Beyond being illegal, any nationwide vote would pose serious security risks as Russia bombs Ukrainian cities with missiles and drones. With roughly one-fifth of the country under Russian occupation and millions of Ukrainians displaced abroad, organizing a nationwide ballot is also widely seen as logistically impossible.

It would also be difficult to find a way for Ukrainian soldiers on the front line to cast their votes, The Associated Press said.

Although Zelenskyy’s term formally expired in May 2024, Ukraine's constitution allows him to legitimately remain in office until a newly elected president is sworn in.

What Trump said

In an interview with Politico published on Tuesday, Trump said it was time for Ukraine to hold elections.

“They’re using war not to hold an election, but, uh, I would think the Ukrainian people ... should have that choice. And maybe Zelenskyy would win. I don’t know who would win.

“But they haven’t had an election in a long time. You know, they talk about a democracy, but it gets to a point where it’s not a democracy anymore.”

Trump's comments on elections echo Moscow's stance. The Kremlin has used Zelenskyy’s remaining in power after his expired term as a tool to cast him as an illegitimate leader.

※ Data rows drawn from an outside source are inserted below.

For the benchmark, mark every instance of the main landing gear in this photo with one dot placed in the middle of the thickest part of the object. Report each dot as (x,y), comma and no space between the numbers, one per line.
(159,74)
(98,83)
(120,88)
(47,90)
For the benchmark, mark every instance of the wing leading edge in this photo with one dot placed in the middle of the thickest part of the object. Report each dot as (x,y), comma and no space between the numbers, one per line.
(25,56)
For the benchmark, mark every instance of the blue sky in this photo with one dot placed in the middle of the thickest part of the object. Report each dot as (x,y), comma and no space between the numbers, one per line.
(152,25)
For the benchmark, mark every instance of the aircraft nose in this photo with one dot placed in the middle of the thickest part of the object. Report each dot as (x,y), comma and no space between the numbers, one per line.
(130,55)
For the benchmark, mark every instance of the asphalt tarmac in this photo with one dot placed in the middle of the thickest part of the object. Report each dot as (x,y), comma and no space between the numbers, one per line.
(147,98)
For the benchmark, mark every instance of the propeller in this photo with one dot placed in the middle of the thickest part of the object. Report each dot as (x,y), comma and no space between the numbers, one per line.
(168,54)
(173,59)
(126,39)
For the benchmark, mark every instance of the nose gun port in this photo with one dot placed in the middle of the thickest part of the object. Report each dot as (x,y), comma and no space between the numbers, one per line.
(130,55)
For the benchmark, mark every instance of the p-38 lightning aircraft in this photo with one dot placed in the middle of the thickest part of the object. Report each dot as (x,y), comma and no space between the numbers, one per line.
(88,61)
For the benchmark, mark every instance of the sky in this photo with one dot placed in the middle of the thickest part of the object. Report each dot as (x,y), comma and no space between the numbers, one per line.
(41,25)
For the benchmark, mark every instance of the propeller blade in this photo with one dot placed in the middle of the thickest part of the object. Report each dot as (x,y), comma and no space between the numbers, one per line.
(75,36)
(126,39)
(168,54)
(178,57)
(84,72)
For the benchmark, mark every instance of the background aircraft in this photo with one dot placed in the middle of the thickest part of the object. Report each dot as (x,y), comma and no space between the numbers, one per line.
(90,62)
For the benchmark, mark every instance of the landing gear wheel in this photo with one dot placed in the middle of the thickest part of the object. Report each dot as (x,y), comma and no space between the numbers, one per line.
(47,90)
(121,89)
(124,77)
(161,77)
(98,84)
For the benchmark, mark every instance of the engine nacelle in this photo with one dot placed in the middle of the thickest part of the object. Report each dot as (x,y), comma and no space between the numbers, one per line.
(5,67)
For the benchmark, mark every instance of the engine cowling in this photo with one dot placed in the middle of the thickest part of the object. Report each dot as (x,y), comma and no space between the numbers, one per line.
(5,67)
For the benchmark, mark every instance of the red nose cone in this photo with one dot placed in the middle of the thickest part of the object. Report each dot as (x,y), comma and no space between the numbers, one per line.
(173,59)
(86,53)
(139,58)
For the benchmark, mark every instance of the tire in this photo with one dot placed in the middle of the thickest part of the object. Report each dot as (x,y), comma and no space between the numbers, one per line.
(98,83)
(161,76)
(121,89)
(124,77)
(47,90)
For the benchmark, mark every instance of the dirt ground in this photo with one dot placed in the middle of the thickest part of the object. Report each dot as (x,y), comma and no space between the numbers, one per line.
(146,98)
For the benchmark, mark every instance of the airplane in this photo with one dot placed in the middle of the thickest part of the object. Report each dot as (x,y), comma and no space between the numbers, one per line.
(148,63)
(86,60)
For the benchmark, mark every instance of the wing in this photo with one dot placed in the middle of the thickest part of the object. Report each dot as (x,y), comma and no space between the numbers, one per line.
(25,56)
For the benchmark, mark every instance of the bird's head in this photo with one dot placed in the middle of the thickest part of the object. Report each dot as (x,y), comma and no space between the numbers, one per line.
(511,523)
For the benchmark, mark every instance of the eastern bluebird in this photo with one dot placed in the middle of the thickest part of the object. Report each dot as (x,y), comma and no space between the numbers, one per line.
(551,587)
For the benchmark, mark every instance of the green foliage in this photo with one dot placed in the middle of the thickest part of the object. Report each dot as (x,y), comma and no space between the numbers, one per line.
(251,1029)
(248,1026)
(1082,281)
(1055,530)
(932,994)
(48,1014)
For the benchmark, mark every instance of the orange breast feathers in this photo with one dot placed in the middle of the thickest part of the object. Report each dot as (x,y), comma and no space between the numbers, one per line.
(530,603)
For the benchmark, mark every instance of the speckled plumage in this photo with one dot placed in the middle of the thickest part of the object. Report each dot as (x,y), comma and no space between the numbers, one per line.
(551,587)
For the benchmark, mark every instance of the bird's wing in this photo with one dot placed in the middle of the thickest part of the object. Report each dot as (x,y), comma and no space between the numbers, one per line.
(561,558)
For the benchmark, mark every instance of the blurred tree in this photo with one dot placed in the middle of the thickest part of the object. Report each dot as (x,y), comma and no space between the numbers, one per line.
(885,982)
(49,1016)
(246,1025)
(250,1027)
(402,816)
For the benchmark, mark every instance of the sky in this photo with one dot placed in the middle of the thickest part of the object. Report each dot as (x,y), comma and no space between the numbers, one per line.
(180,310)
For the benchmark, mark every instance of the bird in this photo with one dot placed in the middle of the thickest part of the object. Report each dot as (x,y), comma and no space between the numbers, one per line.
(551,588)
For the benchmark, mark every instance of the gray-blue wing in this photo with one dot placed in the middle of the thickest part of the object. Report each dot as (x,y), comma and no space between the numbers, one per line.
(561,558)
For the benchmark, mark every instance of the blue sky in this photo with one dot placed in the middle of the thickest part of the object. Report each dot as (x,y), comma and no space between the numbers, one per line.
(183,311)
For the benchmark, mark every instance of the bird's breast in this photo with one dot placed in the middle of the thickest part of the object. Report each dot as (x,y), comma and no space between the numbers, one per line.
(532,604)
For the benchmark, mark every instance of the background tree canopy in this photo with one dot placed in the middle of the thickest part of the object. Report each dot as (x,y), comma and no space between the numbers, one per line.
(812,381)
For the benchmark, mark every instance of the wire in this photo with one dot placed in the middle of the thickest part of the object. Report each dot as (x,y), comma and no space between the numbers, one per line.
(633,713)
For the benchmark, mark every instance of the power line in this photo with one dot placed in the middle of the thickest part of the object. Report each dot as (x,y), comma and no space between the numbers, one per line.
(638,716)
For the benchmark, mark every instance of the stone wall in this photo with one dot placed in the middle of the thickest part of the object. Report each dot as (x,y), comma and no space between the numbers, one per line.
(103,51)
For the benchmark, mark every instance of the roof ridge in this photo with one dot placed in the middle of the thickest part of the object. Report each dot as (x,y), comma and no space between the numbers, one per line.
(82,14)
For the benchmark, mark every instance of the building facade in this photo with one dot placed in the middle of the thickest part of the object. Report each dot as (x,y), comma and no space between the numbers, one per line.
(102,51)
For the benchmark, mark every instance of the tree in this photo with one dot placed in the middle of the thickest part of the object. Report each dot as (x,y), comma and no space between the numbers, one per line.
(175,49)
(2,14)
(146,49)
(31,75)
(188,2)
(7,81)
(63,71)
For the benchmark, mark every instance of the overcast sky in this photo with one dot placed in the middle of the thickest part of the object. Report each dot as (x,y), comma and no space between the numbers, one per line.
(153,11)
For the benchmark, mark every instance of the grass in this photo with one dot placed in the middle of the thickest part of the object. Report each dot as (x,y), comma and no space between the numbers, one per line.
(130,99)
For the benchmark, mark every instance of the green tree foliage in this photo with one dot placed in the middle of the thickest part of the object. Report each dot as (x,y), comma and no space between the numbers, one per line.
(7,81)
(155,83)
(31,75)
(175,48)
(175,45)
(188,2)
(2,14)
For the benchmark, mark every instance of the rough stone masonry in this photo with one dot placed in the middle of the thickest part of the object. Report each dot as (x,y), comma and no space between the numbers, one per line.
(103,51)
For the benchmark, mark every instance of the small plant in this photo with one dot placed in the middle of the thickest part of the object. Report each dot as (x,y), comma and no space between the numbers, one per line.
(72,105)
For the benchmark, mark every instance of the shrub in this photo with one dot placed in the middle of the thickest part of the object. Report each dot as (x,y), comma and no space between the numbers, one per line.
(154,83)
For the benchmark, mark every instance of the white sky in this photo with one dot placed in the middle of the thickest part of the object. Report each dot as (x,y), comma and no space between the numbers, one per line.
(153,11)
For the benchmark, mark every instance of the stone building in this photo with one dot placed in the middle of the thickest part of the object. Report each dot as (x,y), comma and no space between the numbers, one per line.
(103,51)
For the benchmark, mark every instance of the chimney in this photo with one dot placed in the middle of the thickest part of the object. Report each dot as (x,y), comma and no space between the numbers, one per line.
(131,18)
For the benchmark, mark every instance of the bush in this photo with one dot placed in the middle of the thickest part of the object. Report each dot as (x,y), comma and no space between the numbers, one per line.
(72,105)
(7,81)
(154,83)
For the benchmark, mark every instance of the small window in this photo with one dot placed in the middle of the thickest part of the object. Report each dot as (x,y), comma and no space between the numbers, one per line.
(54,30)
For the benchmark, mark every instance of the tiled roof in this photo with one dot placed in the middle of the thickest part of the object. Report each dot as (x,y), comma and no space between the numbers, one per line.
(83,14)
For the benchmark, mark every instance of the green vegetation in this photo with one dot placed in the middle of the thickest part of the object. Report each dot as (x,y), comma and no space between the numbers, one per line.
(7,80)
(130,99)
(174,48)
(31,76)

What Zelenskyy said Zelenskyy reiterated previous statements that the decision about when to hold elections was one for the Ukrainian people, not its international allies.

The first question, he said, is whether an election could be held securely while Ukraine is under attack from Russia. But in the event that the US and other allies can guarantee the security of the poll, Zelenskyy said he is asking lawmakers to propose legal changes that would allow elections to be held under martial law.

“I’ve heard it suggested that we’re clinging to power, or that I’m personally holding on to the president’s seat, that I’m clinging to it, and that this is supposedly why the war is not ending. This, frankly, is a completely absurd story.”

Zelenskyy has few political rivals

Holding elections in the middle of a war would also sow division in Ukrainian society at a time when the country should be united against Russia, Zelenskyy has said.

One potential candidate who could challenge Zelenskyy in an election is former army chief Valerii Zaluzhnyi, the current Ukrainian ambassador to Britain. Zaluzhnyi has denied plans to enter politics, though public opinion surveys show him as a potential Zelenskyy rival.

Petro Poroshenko also is a key political rival of Zelenskyy’s and the leader of the largest opposition party. He is unlikely to run again, analysts said, but his backing of a particular candidate would be consequential.